Ian Paisley was born in Armagh, Northern Ireland in 1927 into a Baptist manse. After an evangelical conversion in childhood he studied in Wales and the Reformed Presbyterian Hall in Belfast. In 1946 he was ordained as the pastor of a church on the Ravenhill Road, Belfast and remains so today.
In the 1950s he co-founded the Free Presbyterian Church of Ulster following the failure of Lisarra Presbyterian Church to allow him to hold a mission in their buildings. One of the hallmarks of Free Presbyterianism has been an attempt to remain committed to a strict fundamentalism against modernism and Roman Catholicism whilst also being Calvinistic. Paisley was imprisoned for some of his protests during the 1960s and while in Crumlin Road Gaol he produed a commentary on Romans. Paisley served as the long time moderator of the Free Presbyterian denomination. In the 1980s he interrupted Pope John Paul II by means of a protest in the European Parliament.
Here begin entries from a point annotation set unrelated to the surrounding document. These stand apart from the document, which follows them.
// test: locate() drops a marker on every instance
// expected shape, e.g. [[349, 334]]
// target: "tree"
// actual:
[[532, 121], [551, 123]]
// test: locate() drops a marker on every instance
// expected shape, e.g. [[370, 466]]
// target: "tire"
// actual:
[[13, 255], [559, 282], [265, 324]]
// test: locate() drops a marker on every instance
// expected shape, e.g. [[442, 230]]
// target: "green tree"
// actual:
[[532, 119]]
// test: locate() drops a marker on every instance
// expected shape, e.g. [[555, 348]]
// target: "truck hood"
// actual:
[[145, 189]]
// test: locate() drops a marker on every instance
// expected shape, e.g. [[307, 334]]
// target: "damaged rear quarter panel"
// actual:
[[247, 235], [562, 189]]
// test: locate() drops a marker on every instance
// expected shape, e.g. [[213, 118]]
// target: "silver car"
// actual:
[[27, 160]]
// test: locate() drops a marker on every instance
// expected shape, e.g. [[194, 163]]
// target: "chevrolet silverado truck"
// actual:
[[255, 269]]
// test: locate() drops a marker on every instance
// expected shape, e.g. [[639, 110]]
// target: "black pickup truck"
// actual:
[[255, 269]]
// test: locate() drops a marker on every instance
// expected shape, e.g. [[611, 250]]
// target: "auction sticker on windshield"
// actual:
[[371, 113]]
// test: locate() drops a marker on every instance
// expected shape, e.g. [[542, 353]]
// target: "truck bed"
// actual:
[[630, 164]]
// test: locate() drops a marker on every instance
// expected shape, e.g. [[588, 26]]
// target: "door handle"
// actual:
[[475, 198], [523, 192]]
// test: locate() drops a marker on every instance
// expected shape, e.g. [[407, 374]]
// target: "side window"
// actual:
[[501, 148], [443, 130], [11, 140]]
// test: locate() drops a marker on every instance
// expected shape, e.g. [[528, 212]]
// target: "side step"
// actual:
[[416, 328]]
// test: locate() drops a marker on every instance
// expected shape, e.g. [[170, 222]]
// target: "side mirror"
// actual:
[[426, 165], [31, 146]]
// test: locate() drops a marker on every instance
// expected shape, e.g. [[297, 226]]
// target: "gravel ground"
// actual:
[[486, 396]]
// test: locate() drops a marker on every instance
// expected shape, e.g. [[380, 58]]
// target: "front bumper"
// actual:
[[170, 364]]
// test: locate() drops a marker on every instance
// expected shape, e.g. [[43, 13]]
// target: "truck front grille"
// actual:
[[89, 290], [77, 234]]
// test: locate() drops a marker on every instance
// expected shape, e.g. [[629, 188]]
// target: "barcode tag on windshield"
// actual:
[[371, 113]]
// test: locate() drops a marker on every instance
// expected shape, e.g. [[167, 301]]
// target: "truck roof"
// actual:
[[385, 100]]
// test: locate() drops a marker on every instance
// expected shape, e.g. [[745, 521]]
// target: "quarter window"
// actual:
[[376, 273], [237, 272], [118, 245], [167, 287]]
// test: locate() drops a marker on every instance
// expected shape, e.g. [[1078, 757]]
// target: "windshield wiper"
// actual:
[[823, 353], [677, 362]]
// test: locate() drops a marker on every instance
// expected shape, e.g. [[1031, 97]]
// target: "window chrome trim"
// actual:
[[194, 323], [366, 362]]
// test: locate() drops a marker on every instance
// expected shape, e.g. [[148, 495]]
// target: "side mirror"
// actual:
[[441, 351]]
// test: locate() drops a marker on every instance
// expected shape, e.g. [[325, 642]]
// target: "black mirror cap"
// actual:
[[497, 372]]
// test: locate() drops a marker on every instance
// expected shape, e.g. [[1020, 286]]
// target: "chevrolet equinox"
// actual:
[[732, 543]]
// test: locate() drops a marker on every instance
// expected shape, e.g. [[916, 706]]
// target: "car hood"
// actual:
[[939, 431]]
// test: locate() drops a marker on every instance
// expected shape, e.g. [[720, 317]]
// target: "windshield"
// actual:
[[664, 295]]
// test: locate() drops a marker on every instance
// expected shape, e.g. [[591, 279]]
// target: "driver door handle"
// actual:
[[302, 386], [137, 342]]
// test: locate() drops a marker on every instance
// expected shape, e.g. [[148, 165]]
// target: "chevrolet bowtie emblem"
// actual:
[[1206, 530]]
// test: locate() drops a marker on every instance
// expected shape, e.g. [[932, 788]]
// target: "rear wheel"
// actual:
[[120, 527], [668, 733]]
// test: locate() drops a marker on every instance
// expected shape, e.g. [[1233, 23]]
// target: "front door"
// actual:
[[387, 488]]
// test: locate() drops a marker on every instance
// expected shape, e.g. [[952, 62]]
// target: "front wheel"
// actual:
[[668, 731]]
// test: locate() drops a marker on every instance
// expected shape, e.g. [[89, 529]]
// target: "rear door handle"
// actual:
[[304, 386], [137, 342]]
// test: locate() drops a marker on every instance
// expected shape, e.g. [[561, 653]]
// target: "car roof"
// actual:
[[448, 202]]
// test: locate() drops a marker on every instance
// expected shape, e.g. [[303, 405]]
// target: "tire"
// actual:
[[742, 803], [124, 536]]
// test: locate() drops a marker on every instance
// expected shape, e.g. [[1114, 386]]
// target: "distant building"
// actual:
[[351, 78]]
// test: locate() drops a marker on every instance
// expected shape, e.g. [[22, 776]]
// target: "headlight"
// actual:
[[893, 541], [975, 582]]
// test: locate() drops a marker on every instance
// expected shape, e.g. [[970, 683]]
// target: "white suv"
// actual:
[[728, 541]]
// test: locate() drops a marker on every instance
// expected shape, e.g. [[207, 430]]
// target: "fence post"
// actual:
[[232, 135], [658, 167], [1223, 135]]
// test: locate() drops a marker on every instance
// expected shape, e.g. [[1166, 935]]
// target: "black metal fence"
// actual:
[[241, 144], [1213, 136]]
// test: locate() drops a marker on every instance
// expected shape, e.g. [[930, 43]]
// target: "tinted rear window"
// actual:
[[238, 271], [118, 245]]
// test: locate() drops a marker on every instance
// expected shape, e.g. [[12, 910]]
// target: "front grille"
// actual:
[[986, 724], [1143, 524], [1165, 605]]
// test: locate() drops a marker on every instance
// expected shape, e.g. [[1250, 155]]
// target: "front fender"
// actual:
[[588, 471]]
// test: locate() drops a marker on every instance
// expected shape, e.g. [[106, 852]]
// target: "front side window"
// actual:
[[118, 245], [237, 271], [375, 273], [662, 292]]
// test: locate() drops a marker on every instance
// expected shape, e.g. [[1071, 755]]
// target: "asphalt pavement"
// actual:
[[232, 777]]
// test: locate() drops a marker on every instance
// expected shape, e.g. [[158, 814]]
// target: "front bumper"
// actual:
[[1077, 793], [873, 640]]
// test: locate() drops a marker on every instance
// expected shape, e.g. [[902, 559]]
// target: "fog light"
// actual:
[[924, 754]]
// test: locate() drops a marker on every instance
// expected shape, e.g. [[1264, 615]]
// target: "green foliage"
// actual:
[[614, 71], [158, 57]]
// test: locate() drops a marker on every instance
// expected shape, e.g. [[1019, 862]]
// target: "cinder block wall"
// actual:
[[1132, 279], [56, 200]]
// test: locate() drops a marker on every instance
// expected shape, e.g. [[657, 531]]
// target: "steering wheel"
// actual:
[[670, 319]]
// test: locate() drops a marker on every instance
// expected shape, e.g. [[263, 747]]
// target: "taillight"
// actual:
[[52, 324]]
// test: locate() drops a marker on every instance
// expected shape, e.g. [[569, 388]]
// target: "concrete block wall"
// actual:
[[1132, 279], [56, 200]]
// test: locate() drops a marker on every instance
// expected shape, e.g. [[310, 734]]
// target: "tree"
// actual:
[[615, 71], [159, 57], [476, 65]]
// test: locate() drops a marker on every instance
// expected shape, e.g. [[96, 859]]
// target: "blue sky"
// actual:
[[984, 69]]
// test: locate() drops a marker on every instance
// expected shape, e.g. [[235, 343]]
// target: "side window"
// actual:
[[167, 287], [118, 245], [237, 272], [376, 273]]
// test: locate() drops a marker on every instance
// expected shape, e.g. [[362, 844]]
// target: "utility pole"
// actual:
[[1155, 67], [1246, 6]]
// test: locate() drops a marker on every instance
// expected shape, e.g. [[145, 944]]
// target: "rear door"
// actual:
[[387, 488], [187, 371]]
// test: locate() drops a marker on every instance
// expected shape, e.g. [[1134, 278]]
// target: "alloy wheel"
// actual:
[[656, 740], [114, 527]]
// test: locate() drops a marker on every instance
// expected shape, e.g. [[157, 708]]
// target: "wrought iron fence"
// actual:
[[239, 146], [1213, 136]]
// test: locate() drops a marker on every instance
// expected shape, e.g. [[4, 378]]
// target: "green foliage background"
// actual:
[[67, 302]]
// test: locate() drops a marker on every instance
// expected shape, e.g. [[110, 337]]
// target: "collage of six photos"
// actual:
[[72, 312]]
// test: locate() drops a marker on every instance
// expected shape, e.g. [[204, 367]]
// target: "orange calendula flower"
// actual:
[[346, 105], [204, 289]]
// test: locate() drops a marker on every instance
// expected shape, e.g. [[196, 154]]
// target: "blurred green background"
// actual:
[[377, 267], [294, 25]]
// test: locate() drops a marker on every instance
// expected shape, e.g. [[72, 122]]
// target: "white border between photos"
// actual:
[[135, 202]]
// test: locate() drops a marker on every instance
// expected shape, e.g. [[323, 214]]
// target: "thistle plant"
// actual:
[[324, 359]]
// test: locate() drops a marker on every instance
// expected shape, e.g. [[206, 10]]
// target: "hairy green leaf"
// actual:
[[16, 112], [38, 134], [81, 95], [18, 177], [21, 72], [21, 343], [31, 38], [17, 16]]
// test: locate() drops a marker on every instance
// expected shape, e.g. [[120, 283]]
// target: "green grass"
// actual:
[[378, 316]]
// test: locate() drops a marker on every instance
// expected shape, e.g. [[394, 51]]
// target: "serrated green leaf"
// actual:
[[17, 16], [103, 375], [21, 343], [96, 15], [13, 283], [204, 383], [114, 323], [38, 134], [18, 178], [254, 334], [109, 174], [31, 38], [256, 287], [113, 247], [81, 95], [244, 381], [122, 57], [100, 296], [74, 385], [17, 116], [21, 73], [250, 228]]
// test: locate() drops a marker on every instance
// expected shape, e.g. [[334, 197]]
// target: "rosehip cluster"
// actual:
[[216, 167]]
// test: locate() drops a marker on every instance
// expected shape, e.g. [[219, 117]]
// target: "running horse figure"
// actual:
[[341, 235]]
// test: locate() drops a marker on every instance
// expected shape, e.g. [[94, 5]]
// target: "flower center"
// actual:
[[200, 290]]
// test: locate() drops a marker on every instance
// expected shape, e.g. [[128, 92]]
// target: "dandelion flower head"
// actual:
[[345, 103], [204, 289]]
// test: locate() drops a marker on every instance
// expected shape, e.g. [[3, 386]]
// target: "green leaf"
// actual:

In the 1970s he co-founded the Democratic Unionist Party whose main aim is to retain the union of Northern Ireland with Great Britain. As leader of the DUP Paisley campaigned unsuccessfully against UK membership of the European Union, homosexuality and Sunday Opening. He has been variously elected to the Northern Ireland Parliament/Assembly, the Westminster Parliament in London and also to the European Parliament. He served as First Minister for Northern Ireland
In the 1980s Paisley campaigned under the slogan "Smash Sinn Fein" aimed at removing Irish Republican terrorists from having any say in the running of Northern Ireland. Following the Belfast Agreement and gradual electoral gains the DUP became the largest political party in Northern Ireland and eventually chose to join a power sharing Government with former enemies. However within a short period Paisley resigned from leadership of both church and political party.